Over the years, developed countries have largely enacted Bacon’s far-sighted idea, creating and maintaining scientific facilities and supporting communities of scientists to work in them. Yet where Bacon envisioned a seamless relation between the scientific community and the island society of the New Atlantis, such relations in the modern world have been marked by friction. Friction can arise between scientific facilities and the surrounding community. It can also arise between research facilities and the politicians who control the purse strings.

Both of these frictions are evident in “The Fiftieth Anniversary of Brookhaven National Laboratory: A Turbulent Time,” by Peter D. Bond. Bond, a physicist who served in many administrative roles at Brookhaven, including as its interim director and senior advisor to the director, writes about the dramatic events that took place in 1997 at the lab. At the beginning of that year, a tiny leak of tritium-containing water from the storage pools for the spent fuel of Brookhaven’s research reactor—a leak that posed no evident health threat to employees or to the surrounding community—set off a political and public relations firestorm that cast doubt on the lab’s safety record and brought calls for the lab’s closure by activists. In the wake of the ensuing controversy, the lab director resigned, but matters did not end there: the Department of Energy fired the lab’s contractor and terminated the reactor. Brookhaven scientists found themselves in the frustrating and disturbing position of having almost no “media standing,” as the expression goes. The scientists were suspected of being tainted by conflict of interest and by lack of concern for public health and safety. Their voices were drowned out by activists with more colorful quotes, more apocalyptic pronouncements, and more eye-catching imagery.

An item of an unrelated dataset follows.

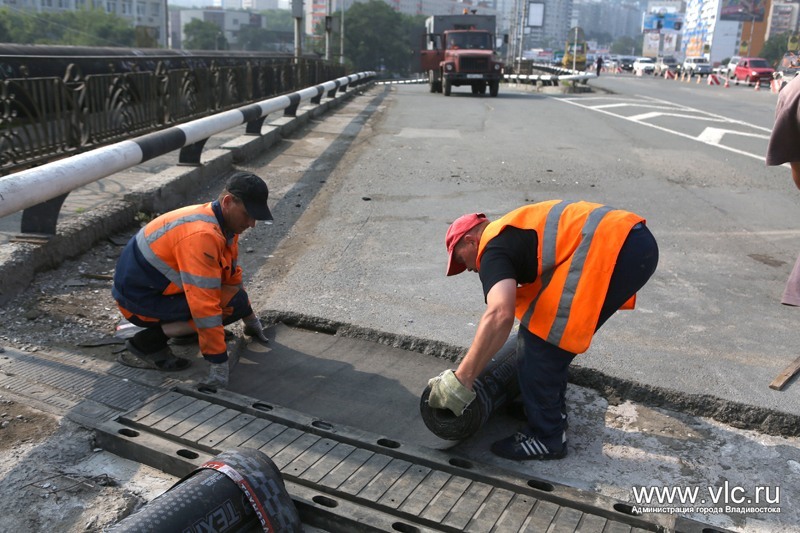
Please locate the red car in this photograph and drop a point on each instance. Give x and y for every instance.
(753, 69)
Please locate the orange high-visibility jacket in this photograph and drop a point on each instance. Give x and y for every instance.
(578, 247)
(188, 247)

Bond’s article is a first-hand account of the inside story. It is sobering and even a little frightening, for it is clear that the frictions in 1997 between Brookhaven National Laboratory and certain members of the community had little to do with conventional politics; the activists denouncing the laboratory came from all points on the political spectrum. Rather, the frictions arose from the special, often conflicting roles that modern scientific communities have to play.

Scientific communities have their own disciplinary norms and values and are historically and practically important to—yet independent of—the larger culture that sustains them. Those communities can sometimes acquire negative meanings within that larger culture, representing the encroachment of the government, for instance, or becoming emblems of danger, secrecy, carelessness, or political incompetence. When science presumes to stand apart from society, it finds itself all the more susceptible to the prevailing political winds if it fails to heed them.

Bacon’s island utopia was founded on a hopeful but erroneous assumption: it presumed society’s unquestioning acceptance of the aims and practices of nature’s interrogators. Modern science often proceeds in a Baconian spirit. It champions vigorous, systematic, and socially supported natural investigations, and it also tends to assume that social support—in the form of funding and other resources—is naturally present in a way that gives scientists broad latitude to determine disciplinary norms. In most cases this is true, but that latitude has its limits. The story of Brookhaven’s golden jubilee show just how difficult that line can be to navigate as scientists try to balance their scientific, social, and political roles.

The frictions between these several roles are among the most important problems that modern civilizations faces. How do these frictions arise? How, if possible, can they be reduced? Such issues will be major challenges facing scientific facilities in the twenty-first century. The first step in facing these challenges is to develop accounts of them such as Bond has provided in this issue. We encourage our readers to submit their own accounts and analyses so that Physics in Perspective can continue to help scientists and society find better ways of working together.